Nel 1961, in occasione di Italia ’61, la grande esposizione che festeggia i cento anni dell’unità d’Italia e che ridisegna un’intera zona di Torino, la Rai incarica Roberto Rossellini di realizzare un documentario sul ruolo di Torino nella vita politica e sociale italiana.
Non è il primo lavoro che il regista di Roma città aperta realizza per la televisione ma è un passaggio fondamentale nella sua filmografia. Rossellini, che è reduce dal grande successo de Il generale Della Rovere, è sempre meno interessato al cinema e sempre più convinto che la televisione sia il mezzo creativo del futuro. A metà degli anni Sessanta, infatti, abbandona definitivamente il grande schermo per occuparsi quasi esclusivamente di televisione, realizzando programmi divulgativi che rispondono alla sua teoria sulle possibilità didattiche del nuovo mezzo.
Anche Torino nei cent’anni ha un impianto volutamente didattico. Rossellini incarica del commento parlato Vittorio Gorresio e si avvale della consulenza storica di Carlo Casalegno. Rossellini è cattolico, i due intellettuali, autorevoli giornalisti del quotidiano “La Stampa”, sono invece di cultura laica. L’abbinamento non è assolutamente casuale: Rossellini crede profondamente all’integrazione tra queste due culture come elemento fondante di una nuova Italia.
L’incontro tra Rossellini e i suoi collaboratori ha però un’ulteriore valenza.

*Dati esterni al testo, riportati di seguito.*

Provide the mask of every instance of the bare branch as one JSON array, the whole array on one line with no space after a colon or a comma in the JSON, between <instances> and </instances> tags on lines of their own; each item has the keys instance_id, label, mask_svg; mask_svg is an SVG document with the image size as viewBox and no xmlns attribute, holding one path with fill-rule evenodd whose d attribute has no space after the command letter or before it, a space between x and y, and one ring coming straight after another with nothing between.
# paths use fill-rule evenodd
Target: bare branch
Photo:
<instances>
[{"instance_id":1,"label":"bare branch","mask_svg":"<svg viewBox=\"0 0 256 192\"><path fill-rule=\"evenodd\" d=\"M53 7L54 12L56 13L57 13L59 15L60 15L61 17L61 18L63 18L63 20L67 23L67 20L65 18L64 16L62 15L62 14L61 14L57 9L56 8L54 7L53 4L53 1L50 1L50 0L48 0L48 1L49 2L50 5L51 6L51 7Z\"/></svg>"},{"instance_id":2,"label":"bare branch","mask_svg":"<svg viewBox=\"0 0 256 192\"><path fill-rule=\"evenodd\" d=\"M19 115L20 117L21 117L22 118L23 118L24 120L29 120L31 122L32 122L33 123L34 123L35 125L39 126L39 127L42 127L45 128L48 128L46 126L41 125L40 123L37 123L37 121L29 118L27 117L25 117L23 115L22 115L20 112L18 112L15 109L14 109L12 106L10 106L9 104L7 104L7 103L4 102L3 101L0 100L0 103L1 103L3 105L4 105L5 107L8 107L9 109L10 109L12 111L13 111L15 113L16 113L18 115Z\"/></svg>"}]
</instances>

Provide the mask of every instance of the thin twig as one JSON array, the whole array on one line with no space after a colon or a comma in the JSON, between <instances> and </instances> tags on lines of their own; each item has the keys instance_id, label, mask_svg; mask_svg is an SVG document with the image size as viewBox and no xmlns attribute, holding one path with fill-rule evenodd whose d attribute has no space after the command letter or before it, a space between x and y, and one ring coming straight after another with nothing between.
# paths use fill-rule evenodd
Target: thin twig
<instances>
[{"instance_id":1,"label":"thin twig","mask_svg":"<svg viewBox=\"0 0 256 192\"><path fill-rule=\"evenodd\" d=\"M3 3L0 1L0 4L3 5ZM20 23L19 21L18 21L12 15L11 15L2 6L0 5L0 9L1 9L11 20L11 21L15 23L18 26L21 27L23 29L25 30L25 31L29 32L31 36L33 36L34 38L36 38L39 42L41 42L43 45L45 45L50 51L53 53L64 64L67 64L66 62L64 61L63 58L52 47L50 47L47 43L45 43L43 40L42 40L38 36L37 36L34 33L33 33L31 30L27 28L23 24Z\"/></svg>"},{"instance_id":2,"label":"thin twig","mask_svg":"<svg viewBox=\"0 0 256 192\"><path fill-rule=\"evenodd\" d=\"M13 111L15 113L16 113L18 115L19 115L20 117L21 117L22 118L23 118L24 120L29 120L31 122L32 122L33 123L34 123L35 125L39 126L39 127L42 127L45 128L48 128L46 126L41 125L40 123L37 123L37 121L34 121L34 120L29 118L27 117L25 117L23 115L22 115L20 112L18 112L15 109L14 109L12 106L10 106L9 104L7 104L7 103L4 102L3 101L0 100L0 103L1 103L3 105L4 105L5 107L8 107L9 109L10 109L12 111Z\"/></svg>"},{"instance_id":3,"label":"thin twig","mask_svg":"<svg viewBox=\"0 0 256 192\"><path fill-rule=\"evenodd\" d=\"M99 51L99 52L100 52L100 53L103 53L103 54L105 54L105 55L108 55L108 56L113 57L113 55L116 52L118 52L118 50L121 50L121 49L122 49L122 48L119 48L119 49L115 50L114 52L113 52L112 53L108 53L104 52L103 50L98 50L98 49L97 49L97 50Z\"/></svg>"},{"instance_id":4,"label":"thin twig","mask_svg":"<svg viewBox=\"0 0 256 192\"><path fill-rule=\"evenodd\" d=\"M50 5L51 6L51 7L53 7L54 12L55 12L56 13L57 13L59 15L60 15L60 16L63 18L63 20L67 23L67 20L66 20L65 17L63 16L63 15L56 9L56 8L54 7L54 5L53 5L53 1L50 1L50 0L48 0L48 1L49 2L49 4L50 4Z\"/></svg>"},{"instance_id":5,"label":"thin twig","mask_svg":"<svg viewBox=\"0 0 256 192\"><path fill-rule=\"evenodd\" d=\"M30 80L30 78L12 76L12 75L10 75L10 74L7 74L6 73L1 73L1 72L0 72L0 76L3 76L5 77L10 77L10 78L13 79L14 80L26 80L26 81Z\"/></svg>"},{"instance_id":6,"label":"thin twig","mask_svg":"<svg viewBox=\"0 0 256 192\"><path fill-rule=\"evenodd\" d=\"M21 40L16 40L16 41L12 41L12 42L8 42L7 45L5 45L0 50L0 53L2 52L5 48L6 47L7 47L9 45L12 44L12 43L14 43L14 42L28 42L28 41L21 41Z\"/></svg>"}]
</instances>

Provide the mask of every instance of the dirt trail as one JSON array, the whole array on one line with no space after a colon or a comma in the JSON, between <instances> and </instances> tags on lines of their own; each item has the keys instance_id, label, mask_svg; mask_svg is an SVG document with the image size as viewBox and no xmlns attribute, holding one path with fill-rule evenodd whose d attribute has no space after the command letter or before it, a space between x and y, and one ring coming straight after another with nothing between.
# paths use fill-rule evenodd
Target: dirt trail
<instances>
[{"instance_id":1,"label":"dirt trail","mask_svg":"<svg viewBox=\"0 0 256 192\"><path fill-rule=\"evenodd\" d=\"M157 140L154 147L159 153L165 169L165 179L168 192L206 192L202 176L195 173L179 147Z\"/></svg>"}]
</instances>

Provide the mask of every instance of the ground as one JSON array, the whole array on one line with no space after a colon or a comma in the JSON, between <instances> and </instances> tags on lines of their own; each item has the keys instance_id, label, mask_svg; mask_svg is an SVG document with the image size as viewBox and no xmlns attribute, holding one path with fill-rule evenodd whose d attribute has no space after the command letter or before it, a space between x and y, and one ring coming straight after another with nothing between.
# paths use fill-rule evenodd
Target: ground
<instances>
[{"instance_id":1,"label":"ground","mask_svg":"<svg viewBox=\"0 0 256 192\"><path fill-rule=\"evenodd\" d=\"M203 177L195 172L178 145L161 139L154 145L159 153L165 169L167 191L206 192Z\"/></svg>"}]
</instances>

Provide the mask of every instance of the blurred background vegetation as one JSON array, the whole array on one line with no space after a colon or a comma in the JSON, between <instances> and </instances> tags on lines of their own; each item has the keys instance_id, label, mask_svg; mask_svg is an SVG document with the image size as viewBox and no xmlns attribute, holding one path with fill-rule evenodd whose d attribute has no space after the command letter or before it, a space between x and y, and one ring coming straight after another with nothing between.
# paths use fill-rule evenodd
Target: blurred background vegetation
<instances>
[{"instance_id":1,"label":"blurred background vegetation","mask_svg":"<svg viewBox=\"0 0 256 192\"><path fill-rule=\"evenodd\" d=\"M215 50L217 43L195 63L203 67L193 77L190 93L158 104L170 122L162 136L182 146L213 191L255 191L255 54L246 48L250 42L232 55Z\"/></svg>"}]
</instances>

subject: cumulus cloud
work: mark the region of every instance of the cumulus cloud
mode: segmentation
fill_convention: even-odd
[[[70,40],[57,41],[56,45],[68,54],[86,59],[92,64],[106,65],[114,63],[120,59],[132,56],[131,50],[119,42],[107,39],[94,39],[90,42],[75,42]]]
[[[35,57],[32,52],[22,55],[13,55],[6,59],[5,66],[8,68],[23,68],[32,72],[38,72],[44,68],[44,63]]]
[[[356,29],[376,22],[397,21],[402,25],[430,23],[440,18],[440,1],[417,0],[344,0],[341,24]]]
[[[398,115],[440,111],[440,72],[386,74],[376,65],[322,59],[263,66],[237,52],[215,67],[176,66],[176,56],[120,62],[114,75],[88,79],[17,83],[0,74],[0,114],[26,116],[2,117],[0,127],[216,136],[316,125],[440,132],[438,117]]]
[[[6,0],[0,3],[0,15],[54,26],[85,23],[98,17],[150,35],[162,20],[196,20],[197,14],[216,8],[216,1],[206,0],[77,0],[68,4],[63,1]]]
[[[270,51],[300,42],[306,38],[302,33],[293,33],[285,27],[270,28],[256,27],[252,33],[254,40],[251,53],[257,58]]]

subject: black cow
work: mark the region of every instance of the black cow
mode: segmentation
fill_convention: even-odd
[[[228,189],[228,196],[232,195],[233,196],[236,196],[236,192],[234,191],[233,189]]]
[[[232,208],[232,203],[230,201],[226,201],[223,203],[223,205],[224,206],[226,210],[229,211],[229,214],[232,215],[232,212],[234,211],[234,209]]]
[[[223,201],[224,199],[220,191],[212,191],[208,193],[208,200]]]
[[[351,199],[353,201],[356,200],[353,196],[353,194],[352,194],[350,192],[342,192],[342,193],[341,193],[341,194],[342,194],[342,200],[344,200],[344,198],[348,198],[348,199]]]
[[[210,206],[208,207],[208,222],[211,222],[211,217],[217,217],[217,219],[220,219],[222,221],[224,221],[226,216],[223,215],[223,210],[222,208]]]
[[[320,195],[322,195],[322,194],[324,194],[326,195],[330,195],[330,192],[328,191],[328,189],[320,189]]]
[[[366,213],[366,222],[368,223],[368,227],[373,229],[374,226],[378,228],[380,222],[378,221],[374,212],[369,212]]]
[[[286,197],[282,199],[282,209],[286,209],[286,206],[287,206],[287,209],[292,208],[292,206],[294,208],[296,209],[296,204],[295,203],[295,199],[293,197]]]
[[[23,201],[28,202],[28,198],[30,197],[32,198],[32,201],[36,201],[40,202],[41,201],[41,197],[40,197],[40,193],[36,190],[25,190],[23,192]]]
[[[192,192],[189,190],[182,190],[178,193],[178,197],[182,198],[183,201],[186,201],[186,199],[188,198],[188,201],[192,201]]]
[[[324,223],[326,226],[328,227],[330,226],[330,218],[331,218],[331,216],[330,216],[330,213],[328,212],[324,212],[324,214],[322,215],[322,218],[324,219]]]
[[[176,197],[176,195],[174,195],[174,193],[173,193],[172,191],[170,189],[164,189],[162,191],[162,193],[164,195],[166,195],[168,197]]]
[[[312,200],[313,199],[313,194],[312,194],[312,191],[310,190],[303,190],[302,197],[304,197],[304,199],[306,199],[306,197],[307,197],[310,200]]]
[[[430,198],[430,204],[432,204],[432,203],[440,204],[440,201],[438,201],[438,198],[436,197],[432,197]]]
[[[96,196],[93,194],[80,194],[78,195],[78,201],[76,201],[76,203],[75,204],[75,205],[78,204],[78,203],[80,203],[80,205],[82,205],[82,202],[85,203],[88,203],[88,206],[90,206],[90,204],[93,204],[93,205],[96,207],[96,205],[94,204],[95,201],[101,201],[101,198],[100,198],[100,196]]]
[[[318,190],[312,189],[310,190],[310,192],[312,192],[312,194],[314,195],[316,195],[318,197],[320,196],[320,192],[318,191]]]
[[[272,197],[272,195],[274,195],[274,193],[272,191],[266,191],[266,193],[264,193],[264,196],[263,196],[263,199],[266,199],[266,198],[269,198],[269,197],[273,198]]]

Tutto il documentario è pervaso da un forte ottimismo per quanto riguarda lo sviluppo dell’Italia, e questa era una corrente di pensiero molto diffusa in quel particolare momento storico. Il 1961 è infatti un anno chiave per la vita politica e sociale italiana: il Paese si sta trasformando rapidamente e da prevalentemente agricolo diventa una potenza industriale, mentre la migrazione interna dalla campagna alla città raggiunge punte inaspettate.
Se altri intellettuali (soprattutto Pasolini) guardano con sospetto alle modifiche avvenute nella società italiana, Rossellini vede invece il momento come una grande occasione positiva: tutto il film è pervaso dall’idea che la nuova ricchezza che l’Italia produce possa modificare in meglio la vita quotidiana e alzare il tasso culturale dell’Italia.